Saturday, June 13, 2009

Night

It's been a long, full, day.

Good and bad.

Hard and easy.

The mountains were lovely. But I was very glad to be home at the end of the day.

I went to hear my brother sing tonight. Which was unremarkable until the chorus sang Ave Maria to close the evening.

Tomorrow will be another full day, but will also hopefully hold some time for rest.

Mountains Again

It's funny, you know.

I'm going to the mountains today, and I've been looking forward to this for a few weeks.

But today, after the week I've had, it's the last place in the world that I want to be.

I'm not looking forward to all the driving (which I have to do because of the vehicle we're taking), or to being in the places I'm going to. Quite frankly I'd like to stay at home, hole up alone in my bedroom and cry.

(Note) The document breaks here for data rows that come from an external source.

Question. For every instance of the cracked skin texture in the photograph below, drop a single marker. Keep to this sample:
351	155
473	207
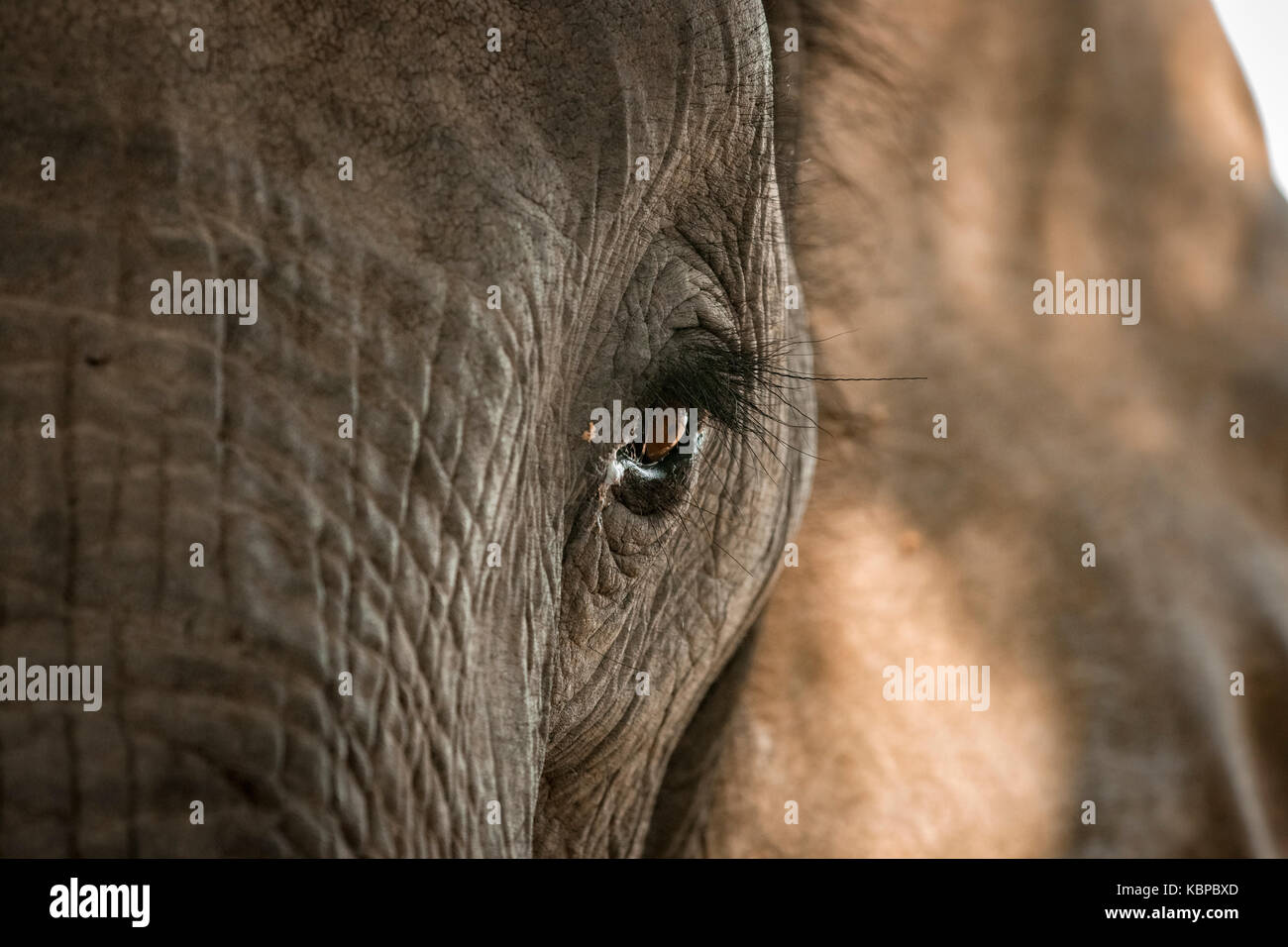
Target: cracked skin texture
472	684
518	684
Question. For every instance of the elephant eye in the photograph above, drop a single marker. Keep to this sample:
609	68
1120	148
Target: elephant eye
653	446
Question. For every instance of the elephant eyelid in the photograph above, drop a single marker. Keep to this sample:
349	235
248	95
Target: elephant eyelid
734	385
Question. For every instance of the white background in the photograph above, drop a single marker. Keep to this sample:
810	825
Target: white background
1258	33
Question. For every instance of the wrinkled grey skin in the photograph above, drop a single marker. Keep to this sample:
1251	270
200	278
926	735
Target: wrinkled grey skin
472	684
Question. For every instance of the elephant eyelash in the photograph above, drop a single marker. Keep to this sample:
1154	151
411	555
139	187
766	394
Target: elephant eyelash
734	385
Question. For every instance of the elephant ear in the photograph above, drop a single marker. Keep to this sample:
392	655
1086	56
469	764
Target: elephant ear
681	814
1112	681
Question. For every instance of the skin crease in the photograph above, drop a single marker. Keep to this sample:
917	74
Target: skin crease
472	684
518	684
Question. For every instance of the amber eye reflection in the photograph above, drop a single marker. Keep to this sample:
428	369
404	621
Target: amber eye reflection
660	437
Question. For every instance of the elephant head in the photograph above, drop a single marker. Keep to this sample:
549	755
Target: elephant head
356	581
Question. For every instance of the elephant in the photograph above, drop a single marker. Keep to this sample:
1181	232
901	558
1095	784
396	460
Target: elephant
356	582
307	318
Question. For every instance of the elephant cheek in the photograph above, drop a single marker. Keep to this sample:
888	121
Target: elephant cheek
303	646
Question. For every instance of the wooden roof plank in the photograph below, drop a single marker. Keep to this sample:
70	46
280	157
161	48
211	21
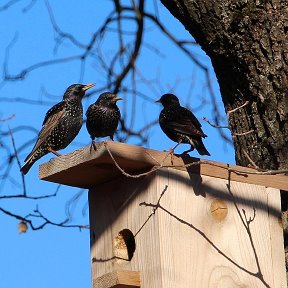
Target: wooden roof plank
86	169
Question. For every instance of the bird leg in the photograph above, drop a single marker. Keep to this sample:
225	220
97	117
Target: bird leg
171	151
54	152
191	148
93	144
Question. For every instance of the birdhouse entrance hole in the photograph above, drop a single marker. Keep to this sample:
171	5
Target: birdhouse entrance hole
124	245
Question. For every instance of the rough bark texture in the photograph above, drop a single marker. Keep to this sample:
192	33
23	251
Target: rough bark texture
247	42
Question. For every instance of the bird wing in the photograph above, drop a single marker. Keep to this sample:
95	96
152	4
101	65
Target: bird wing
52	118
187	123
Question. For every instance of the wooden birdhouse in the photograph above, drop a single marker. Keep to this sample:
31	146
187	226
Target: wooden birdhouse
160	220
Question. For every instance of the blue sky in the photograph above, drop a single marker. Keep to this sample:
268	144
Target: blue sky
55	256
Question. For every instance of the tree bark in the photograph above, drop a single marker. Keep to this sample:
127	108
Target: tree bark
247	42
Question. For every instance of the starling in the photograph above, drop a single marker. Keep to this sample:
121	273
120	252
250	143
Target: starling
103	117
61	125
180	124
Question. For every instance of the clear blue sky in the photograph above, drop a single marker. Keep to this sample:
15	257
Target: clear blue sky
57	257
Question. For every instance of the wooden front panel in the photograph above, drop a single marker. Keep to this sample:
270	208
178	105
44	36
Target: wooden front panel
205	232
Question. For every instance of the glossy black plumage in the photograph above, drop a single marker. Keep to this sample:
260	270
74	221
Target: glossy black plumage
103	116
180	124
61	125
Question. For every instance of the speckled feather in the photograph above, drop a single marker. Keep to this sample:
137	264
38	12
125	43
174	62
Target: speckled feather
180	124
61	125
103	116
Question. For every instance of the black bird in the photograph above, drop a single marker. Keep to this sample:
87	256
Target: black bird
61	125
103	117
180	124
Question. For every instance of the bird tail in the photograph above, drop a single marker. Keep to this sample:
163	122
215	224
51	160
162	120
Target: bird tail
31	159
198	144
26	167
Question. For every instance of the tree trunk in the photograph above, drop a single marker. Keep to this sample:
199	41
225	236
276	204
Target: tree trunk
248	46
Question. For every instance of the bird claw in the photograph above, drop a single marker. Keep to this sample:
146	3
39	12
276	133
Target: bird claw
54	152
93	144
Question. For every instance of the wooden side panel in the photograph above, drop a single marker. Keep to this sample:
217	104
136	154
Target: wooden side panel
118	279
231	253
183	244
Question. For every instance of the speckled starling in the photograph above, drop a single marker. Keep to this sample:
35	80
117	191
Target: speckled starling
103	117
180	124
61	125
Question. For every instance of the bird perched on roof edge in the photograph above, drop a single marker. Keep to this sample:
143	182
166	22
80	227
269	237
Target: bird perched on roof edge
103	117
180	124
61	125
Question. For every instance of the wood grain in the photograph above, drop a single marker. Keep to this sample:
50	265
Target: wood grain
118	279
84	169
183	245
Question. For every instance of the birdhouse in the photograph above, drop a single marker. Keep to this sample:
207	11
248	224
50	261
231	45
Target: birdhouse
162	220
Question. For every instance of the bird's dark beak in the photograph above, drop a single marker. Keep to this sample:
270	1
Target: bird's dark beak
88	86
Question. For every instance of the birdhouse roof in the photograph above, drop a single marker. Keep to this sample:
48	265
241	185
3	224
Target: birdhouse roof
86	169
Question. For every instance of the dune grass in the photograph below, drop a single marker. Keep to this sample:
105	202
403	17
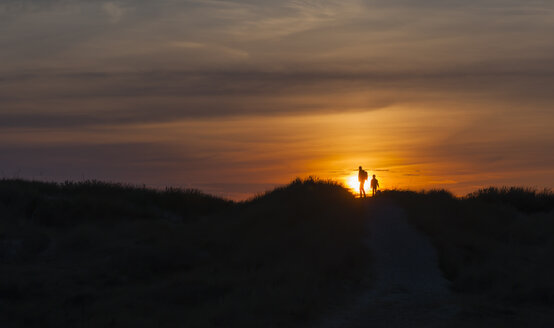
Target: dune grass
495	243
96	254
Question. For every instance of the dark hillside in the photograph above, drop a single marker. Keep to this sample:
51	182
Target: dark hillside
496	243
94	254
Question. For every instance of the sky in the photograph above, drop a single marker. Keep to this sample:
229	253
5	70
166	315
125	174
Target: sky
237	97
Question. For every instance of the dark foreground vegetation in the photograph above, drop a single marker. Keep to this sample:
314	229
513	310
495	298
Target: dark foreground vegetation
496	246
94	254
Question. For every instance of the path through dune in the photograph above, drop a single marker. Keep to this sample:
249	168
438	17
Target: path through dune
409	289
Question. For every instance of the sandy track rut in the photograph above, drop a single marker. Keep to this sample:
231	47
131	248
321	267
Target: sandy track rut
409	289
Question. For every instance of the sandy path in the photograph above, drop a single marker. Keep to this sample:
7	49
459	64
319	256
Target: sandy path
409	289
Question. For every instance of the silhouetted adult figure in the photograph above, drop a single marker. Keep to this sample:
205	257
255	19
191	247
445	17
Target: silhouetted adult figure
362	176
374	185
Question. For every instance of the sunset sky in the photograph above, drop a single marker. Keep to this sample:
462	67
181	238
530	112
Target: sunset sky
236	97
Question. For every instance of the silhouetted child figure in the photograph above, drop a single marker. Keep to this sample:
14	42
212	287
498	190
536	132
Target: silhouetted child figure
374	185
362	176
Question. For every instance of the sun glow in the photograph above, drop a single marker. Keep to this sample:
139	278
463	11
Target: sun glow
352	183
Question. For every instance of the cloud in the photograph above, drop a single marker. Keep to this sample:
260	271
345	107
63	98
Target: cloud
114	11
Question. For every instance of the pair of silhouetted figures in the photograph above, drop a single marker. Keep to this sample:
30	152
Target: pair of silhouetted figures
362	176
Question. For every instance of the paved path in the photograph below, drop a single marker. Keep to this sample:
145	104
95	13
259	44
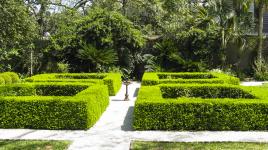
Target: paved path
113	131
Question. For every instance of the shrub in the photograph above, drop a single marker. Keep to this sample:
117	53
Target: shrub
2	81
54	112
112	80
150	79
17	90
204	91
6	77
153	112
59	89
14	76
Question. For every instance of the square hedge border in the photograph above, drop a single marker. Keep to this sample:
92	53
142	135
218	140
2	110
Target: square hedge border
175	106
112	80
24	108
153	112
155	78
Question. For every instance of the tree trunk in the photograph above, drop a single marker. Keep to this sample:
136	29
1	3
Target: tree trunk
124	5
260	30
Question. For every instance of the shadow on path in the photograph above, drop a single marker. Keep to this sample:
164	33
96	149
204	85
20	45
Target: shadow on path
127	125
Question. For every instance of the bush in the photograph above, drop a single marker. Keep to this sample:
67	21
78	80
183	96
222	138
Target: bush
112	80
153	112
204	91
17	90
2	81
54	112
59	89
6	77
14	76
150	79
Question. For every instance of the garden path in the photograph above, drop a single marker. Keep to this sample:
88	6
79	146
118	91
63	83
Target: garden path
113	130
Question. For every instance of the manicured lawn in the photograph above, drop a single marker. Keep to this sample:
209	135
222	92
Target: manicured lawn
33	145
139	145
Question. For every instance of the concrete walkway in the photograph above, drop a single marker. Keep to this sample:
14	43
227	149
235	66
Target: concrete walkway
113	131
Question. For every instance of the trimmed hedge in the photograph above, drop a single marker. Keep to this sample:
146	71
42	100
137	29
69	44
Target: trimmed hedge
153	112
204	91
14	76
53	112
112	80
150	79
8	78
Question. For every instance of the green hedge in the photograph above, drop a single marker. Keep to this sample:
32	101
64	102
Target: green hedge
17	90
59	89
112	80
53	112
150	79
153	112
9	77
204	91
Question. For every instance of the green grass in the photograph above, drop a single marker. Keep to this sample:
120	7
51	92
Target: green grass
139	145
33	145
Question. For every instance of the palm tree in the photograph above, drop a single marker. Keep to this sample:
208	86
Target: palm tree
262	5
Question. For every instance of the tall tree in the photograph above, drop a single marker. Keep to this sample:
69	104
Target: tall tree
18	29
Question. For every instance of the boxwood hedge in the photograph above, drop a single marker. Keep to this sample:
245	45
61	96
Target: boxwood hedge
150	79
247	111
81	111
112	80
8	78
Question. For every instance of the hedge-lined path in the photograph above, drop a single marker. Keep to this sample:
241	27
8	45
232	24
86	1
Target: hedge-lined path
113	130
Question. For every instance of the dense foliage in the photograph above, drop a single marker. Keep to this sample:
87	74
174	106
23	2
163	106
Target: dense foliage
201	107
134	36
80	111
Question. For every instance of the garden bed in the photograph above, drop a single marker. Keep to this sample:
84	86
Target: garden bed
150	79
112	80
201	107
52	105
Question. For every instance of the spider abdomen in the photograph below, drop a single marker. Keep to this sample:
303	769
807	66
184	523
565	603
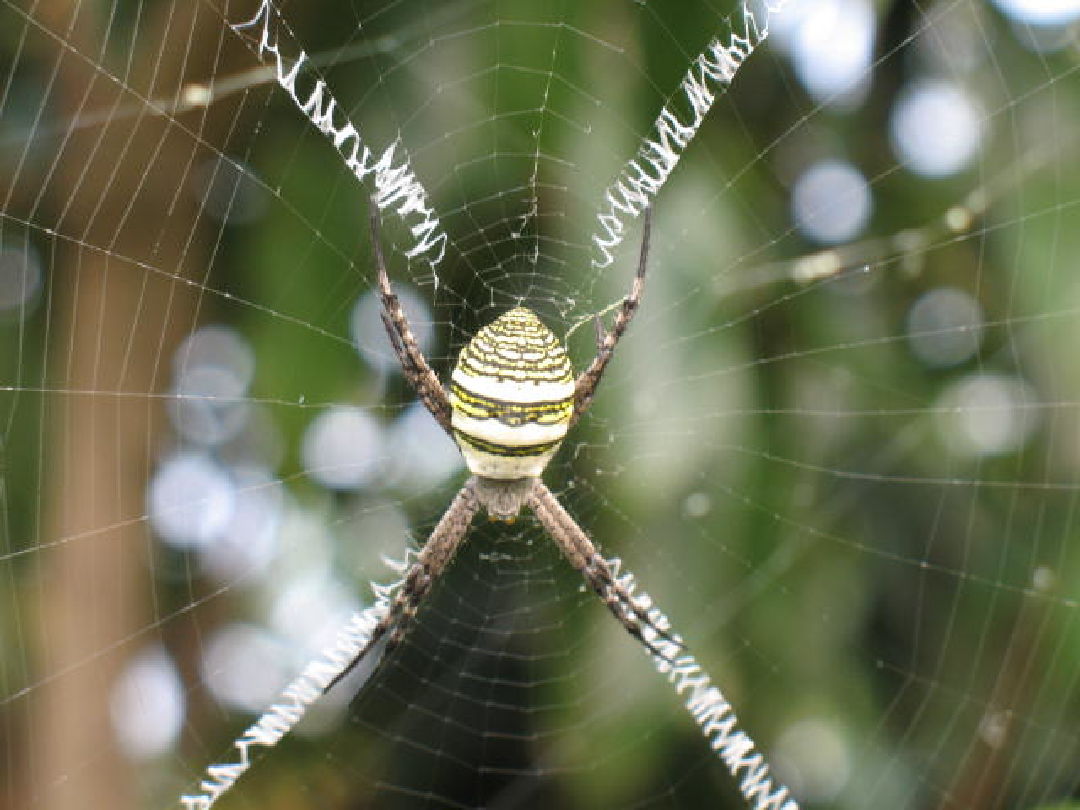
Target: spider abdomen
511	397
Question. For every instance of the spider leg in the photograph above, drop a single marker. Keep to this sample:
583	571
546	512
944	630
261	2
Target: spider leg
585	385
421	576
414	365
579	550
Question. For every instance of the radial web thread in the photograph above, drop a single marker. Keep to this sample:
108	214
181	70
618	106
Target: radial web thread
706	705
308	687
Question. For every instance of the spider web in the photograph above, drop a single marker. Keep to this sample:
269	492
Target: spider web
838	444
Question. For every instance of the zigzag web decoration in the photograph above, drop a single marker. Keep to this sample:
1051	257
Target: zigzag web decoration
395	184
705	81
629	196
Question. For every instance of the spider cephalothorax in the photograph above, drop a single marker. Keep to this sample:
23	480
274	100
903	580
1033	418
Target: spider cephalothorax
512	399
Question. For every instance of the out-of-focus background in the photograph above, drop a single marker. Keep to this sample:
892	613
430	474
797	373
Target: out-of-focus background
839	445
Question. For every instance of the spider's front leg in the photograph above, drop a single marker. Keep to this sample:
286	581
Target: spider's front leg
414	365
430	563
584	387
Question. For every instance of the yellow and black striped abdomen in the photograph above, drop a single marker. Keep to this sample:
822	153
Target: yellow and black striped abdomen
512	396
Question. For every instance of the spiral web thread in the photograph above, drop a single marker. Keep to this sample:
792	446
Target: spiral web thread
705	81
395	184
295	699
706	705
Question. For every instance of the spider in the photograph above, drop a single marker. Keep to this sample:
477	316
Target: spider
512	399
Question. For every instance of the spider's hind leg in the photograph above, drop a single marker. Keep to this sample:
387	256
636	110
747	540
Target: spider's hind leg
420	578
583	555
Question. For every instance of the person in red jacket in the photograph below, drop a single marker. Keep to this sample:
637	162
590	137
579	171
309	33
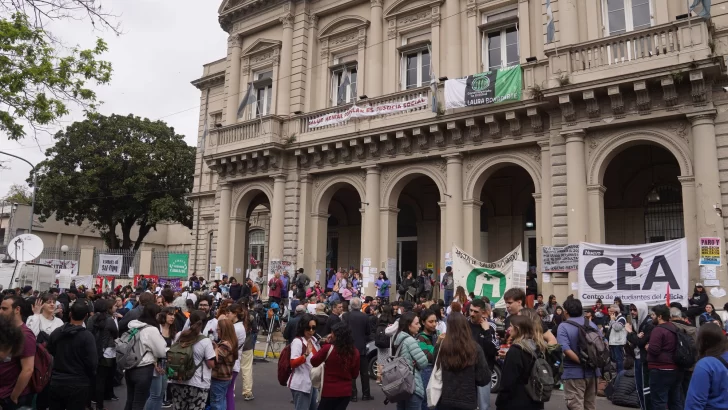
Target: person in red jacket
342	366
665	375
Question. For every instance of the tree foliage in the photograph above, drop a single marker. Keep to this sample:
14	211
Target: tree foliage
117	171
19	194
39	76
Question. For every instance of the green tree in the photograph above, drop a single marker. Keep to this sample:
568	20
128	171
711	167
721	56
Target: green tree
117	171
39	76
19	194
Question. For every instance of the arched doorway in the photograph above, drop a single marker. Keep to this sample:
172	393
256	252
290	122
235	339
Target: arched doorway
643	201
250	231
508	214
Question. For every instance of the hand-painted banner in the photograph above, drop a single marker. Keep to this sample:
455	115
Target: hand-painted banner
559	258
490	87
634	273
490	279
59	264
367	111
110	264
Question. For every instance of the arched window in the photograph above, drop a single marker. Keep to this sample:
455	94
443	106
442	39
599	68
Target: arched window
664	214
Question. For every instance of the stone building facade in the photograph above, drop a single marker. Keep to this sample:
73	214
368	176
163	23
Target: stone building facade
621	135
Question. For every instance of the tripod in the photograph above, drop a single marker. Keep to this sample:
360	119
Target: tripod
269	338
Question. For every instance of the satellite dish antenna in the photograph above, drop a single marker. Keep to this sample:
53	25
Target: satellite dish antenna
25	247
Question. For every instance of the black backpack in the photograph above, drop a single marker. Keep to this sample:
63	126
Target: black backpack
381	340
685	350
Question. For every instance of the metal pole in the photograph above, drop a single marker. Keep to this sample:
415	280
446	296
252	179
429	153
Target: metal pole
35	188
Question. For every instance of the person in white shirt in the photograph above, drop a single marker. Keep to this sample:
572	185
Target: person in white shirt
43	320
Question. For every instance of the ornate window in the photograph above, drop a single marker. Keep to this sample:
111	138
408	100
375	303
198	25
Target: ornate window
500	46
626	15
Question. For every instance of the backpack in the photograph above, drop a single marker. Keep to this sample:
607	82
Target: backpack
398	378
685	351
541	380
284	365
42	369
129	349
593	350
181	361
381	340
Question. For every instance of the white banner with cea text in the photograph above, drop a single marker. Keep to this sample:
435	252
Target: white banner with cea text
490	279
367	111
634	273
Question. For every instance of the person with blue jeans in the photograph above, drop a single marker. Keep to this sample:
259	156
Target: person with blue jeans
665	375
448	285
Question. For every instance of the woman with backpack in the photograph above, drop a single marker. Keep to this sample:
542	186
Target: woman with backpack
463	365
227	355
139	378
341	361
709	386
405	345
191	360
303	348
516	369
105	329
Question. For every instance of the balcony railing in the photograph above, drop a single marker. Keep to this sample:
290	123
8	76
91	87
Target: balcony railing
665	41
256	128
406	95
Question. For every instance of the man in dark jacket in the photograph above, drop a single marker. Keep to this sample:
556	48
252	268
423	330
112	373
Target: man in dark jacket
665	375
74	364
484	335
361	332
144	299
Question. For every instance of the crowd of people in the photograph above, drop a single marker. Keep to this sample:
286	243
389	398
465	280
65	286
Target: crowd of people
186	348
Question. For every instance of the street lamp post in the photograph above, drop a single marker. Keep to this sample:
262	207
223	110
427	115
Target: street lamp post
35	188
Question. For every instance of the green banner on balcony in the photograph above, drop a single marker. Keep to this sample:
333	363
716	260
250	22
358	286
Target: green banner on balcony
177	265
491	87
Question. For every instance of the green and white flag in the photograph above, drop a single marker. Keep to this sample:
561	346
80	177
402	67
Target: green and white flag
490	279
491	87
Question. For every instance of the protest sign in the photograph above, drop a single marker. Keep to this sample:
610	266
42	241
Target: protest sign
59	264
634	273
559	258
490	279
110	264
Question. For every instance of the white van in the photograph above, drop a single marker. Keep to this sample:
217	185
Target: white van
40	276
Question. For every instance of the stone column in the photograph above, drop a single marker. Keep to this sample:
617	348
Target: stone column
283	86
238	246
690	224
374	63
277	216
708	200
453	58
222	257
471	227
312	66
305	236
576	196
596	213
454	201
568	22
233	84
370	224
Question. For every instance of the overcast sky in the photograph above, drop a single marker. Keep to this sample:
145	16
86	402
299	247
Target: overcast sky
164	45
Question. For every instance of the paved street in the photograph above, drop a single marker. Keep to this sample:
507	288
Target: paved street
269	395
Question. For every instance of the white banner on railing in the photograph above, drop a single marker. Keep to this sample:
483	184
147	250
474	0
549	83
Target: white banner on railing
367	111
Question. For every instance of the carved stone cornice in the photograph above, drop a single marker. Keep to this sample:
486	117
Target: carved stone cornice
592	105
287	21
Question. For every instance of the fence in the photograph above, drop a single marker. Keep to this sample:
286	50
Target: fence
128	261
160	261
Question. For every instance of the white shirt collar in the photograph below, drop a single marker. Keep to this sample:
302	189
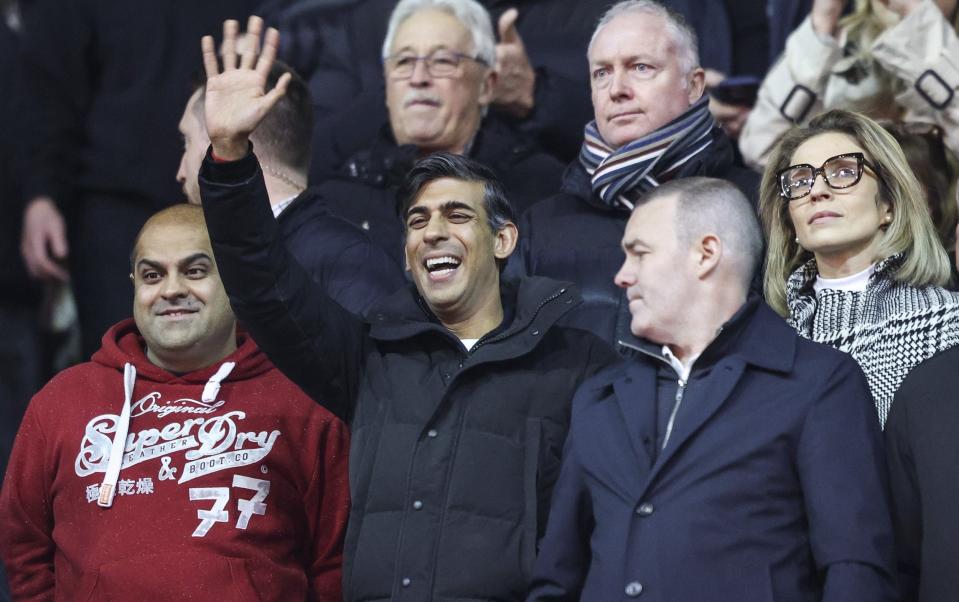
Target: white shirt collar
854	283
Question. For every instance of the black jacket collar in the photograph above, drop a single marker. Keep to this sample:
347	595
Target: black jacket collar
529	304
755	333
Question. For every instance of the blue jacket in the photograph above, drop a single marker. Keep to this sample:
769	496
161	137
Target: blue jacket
770	488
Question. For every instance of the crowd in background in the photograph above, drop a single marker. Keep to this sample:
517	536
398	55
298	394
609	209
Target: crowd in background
103	106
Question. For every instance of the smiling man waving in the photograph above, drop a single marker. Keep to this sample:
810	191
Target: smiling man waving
457	388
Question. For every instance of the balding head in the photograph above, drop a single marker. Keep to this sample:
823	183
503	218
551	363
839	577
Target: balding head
179	304
180	215
712	206
691	248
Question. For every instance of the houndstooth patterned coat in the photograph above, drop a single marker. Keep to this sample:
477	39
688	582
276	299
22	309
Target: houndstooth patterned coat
889	328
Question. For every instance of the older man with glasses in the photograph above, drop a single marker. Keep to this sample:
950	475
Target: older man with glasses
438	58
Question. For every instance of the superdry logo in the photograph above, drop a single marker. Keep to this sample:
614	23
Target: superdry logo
211	443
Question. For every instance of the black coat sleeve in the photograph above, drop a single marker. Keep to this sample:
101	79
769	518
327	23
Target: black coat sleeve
564	553
906	503
313	340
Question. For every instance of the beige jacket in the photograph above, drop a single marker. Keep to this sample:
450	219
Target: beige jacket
918	80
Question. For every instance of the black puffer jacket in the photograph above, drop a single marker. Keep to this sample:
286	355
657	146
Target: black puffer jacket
574	236
364	193
454	453
355	271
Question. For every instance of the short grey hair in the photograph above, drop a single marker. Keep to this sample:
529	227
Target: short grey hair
710	205
468	12
687	44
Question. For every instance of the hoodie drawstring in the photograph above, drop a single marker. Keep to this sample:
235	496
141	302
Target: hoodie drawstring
212	388
109	485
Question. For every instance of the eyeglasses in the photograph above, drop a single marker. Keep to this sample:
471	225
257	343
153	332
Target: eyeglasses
841	171
439	63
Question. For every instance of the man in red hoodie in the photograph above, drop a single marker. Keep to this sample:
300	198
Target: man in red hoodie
178	463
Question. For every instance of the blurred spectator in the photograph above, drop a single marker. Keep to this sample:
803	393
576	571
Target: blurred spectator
438	57
888	59
853	258
652	124
101	90
355	270
20	355
927	155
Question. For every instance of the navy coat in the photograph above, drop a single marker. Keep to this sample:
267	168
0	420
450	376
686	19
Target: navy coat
771	487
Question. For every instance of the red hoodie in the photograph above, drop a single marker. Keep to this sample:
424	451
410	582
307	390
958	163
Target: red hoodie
243	496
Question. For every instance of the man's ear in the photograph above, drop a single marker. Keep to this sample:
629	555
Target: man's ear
506	238
697	84
708	253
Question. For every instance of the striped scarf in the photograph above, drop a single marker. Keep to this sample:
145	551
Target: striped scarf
621	176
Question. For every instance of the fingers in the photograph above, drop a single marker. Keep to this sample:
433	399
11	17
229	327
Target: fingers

The girls I'm going with know me well, and I don't have to totally hide my headspace. But there is a certain need to be "on". To have energy. To be into conversation instead of needing to process quietly in my own head.

I'm praying for the energy and ability to enjoy this day.

Because at the moment, I'm dreading it.

Insecure

I'm awake way too early.

Granted, I have to be out of the house by 9:15 on my way to the day's plans, but this is too early.

And I'm feeling neurotic and insecure.

I shared some rather vulnerable thoughts with a dear friend last night (and, to clarify up front, the response was fine).

But, even when the response was fine, the neuroses and insecurities rise up. The voices get loud, and sometimes they gain power.

I always forget that that's going to happen when I share myself, particularly the deeper parts of me, in writing. But it happens every time. I think it's kind of like how they say that women forget the pain of labor so that they'll have another child. If I remembered how strong the voices of insecurity would become, I'd be less likely to share.

These days I'm better at combatting them, and the lies they tell. In fact, I was quite amused as I journaled about one of the lines they were using last night. It was, I wrote, both the most difficult, and the easiest to counter.

They get loud, and for a day or two I'm neurotic.

In any case, I liked this line that Hope posted to her blog last night. You can find it here. I'm praying for my authentic self to appear.